風魔は先に行き、安全な道を確認しに行ってくれているらしい。最後の最後まで迷惑をかけてしまってなんだか本当に申し訳ない。

「さ、殿。陽が高いうちにつくように致しますのでそろそろ行きますが...」

幸村は扉から顔をのぞかせ、準備を終わらせた私を呼んでくれた。
こうして私を呼んでくれるのも、今日が最後なのかと思うと胸がとてつもなく痛くて仕方が無い。

「...幸村」

「皆が待っておりますぞ?」

頷いて幸村のあとに続く。
外に出ると既に獣の姿をしている3人の姿があった。

「お待たせ致しました」

私は一言、そう言ってから小屋を振り返る。
きっともうこの小屋とはお別れで、来ることはほとんどなくなってしまうだろう。
そうなれば今、私の事を待ってくれているみんなと会うこともなくなってしまう。

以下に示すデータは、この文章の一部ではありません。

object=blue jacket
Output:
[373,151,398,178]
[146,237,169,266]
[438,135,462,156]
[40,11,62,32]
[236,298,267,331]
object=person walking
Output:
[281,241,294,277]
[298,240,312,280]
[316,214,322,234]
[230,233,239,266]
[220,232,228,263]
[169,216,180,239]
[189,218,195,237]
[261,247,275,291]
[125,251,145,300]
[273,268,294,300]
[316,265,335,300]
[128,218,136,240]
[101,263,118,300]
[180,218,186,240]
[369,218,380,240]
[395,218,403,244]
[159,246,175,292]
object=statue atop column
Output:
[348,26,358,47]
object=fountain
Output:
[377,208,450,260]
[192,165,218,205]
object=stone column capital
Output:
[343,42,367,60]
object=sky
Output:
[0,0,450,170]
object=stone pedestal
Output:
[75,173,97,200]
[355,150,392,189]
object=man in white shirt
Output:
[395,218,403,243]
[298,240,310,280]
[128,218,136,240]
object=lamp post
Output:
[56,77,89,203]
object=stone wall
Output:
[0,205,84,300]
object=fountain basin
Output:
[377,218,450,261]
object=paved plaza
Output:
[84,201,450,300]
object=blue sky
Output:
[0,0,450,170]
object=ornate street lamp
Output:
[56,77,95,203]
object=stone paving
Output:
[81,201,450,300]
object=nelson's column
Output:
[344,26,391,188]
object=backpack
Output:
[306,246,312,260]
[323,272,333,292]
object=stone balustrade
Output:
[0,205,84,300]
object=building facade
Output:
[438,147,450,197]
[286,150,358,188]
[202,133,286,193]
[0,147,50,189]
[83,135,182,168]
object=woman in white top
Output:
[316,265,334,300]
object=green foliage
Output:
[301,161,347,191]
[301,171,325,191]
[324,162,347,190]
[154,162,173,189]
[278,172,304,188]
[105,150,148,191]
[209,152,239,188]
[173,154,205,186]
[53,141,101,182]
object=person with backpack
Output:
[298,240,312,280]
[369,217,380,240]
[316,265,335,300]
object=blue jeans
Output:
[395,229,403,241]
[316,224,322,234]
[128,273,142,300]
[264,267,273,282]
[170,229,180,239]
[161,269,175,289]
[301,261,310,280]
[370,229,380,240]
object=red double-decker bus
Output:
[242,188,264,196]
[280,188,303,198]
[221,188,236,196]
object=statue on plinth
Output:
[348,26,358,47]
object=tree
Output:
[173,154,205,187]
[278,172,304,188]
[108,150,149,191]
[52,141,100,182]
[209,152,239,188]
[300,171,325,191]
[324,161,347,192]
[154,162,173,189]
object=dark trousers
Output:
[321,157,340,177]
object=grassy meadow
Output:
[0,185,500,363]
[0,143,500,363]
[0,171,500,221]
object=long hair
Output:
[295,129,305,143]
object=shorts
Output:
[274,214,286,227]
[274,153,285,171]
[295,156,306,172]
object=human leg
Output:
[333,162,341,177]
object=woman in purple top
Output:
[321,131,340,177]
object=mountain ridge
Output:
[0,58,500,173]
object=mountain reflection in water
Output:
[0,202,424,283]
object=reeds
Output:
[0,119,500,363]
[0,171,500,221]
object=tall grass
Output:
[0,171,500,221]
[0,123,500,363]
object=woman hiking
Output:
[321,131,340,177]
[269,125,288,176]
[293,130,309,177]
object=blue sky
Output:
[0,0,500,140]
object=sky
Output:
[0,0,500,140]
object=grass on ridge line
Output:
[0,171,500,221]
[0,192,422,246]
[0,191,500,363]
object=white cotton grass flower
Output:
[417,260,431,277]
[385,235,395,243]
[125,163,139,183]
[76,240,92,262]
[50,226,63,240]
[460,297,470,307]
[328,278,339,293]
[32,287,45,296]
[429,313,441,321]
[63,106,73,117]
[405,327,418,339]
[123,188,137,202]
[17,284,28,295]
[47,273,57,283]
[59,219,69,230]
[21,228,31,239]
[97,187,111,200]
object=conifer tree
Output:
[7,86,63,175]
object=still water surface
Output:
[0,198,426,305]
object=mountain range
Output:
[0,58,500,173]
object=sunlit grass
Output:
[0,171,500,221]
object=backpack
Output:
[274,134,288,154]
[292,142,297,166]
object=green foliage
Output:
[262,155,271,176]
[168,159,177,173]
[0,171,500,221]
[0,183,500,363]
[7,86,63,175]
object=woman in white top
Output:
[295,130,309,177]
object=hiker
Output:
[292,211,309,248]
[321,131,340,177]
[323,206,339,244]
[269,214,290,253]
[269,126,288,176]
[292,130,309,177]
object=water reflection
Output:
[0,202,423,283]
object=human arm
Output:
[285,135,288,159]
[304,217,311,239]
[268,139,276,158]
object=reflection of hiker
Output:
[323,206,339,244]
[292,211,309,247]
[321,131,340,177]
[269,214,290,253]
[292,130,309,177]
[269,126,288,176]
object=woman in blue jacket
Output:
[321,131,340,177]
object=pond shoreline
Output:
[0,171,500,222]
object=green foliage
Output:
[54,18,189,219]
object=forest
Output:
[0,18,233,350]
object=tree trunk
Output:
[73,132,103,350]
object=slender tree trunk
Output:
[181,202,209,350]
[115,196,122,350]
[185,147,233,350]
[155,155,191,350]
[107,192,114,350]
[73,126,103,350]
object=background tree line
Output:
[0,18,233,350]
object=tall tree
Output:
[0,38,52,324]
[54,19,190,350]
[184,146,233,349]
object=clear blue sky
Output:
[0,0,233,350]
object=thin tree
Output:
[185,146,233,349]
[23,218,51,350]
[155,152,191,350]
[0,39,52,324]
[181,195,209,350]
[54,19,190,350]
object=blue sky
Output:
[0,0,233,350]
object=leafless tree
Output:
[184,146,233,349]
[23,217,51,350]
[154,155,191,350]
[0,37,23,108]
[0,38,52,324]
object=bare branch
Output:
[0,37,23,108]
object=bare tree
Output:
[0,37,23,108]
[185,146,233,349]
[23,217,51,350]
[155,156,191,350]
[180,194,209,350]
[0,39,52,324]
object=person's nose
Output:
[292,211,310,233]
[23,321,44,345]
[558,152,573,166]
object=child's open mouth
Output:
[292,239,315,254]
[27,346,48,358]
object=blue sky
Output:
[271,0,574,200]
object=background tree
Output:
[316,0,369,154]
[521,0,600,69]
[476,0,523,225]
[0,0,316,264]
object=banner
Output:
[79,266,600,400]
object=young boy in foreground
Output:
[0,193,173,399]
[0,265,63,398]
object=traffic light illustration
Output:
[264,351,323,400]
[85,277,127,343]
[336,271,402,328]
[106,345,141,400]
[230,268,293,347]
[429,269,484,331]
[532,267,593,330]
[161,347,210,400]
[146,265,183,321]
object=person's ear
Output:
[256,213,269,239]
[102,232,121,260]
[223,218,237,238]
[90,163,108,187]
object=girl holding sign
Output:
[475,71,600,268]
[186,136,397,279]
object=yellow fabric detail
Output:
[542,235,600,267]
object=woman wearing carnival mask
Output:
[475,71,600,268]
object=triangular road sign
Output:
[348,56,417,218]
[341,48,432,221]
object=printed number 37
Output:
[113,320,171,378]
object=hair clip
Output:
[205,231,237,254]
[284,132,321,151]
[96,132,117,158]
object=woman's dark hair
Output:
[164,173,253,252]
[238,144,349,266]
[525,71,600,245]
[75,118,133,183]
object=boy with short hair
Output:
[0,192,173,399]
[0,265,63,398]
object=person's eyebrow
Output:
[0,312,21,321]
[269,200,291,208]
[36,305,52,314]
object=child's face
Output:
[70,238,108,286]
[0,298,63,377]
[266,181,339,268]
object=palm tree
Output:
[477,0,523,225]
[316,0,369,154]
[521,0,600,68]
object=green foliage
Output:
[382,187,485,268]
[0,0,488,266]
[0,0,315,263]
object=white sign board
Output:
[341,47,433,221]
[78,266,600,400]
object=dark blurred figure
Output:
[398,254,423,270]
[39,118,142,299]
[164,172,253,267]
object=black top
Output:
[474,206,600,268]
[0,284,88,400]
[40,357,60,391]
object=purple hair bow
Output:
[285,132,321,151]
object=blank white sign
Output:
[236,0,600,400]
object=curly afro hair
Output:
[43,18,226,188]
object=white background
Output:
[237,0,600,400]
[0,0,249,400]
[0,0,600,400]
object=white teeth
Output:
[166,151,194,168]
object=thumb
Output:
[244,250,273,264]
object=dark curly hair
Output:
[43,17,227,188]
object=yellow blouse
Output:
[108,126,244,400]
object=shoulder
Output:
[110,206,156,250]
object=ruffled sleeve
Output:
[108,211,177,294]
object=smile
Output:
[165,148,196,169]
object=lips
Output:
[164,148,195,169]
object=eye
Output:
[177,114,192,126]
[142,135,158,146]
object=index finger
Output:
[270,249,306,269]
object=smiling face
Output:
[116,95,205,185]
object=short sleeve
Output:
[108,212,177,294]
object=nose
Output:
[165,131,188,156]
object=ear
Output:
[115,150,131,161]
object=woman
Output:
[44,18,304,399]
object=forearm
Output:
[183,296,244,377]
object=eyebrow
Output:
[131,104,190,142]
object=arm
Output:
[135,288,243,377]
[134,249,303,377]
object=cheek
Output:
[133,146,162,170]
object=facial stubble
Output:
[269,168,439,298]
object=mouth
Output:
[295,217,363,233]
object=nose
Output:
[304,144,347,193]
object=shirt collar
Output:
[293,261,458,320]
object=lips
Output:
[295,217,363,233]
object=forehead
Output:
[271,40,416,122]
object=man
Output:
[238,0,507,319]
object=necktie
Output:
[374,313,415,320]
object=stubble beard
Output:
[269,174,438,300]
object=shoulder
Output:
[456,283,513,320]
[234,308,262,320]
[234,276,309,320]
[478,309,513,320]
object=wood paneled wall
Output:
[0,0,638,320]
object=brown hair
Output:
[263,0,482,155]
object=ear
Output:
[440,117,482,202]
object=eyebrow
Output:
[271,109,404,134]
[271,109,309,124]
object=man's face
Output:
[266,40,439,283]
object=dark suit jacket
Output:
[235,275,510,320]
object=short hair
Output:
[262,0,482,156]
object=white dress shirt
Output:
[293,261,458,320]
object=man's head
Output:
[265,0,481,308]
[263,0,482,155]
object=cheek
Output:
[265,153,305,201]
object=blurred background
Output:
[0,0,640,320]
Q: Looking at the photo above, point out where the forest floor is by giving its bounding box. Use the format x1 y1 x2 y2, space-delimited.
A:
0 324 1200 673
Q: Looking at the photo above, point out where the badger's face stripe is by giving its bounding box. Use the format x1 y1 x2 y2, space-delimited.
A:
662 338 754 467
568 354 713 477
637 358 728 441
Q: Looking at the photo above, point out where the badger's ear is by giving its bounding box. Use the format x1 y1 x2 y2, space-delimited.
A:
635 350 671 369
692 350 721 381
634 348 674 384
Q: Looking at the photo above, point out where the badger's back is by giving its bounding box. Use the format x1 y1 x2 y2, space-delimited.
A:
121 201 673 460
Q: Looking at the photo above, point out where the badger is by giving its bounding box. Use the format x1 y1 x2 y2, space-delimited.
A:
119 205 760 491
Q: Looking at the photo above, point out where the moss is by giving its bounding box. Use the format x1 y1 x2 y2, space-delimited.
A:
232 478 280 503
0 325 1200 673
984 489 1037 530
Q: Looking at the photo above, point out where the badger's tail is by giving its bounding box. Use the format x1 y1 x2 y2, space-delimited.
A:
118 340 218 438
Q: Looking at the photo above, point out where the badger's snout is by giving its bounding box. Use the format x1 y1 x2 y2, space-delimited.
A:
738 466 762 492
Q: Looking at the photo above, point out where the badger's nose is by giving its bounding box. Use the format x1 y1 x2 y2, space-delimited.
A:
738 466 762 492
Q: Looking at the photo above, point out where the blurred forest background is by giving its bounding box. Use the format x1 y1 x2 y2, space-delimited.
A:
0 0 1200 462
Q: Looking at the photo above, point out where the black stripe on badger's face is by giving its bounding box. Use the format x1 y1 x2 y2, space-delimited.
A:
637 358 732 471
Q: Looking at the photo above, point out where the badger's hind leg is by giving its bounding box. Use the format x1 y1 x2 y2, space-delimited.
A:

駄目だ、悲し過ぎる。

「...っ」

つい、込み上げてきたものが涙となって、頬に伝わせてしまった。

「...はぁ、ちゃん」

人間の姿になっていた佐助が私の肩をぽん、と叩いてくれる。

「別に今生の別れってわけじゃないんだ。会いに来たかったらいつでもこの小屋に来ればいいよ」

「そうでござるよ!某等は殿を待っているぞ!」

「私は西に戻るがな」

「石田殿もここにいるそうだ!」

「人の話を聞け!」

なんだか朗らかな会話で、きっと私の事を励ましてくれているのだろう。

「有り難うございます」

そうだ、来ようと思えばいつでも来れる。少し村をあけてしまうかもしれないけれど、それでも会いに来たければ来ればいいんだ。

「じゃあ、行きましょうか」

小屋を背に、私たちは村に向かった。